In the above two cases, there were some common problems which is typical of the way many Wills were written:

  1. There was little or no fact finding done by the Will writer.
  2. Because there was no fact finding, the Will writer cannot analyse the situation and make any recommendation. Any recommendations (if any) will have no basis since it is based on thin air.
  3. The onus lies on the client/testator to instruct the lawyer on what to write. The assumption is that the testator knows what instruction to give and is able to understand all legal jargons and is fully aware of any practical issue that can arise in the future. But please, if the testator is an expert himself he can write his own Will because it is not necessary to engage a lawyer to write a Will.
  4. Only a few minutes were given for the testator and lawyer to meet up.
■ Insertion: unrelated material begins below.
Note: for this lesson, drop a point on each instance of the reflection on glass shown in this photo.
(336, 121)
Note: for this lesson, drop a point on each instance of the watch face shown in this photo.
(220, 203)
The Will writer prefers to spent as little time on the case maybe because the cost of the Will is so low (just a few hundred dollars usually). Many people think that spenting $200 is too high. Frankly speaking, that kind of cost will probably get the attention of the Will writer for only 5 minutes.

Anyway, after the bitter experiences, I’ve changed my mode of operation in estate planning and I no longer pass clients to lawyers. Although the Will is still written by legally trained personnel (for which I have a commercial link up with), I will handhold my clients throughout the entire process. The last thing I want is to compensate my clients again for nonsensically Wills. Once bitten twice shy. Enough is enough.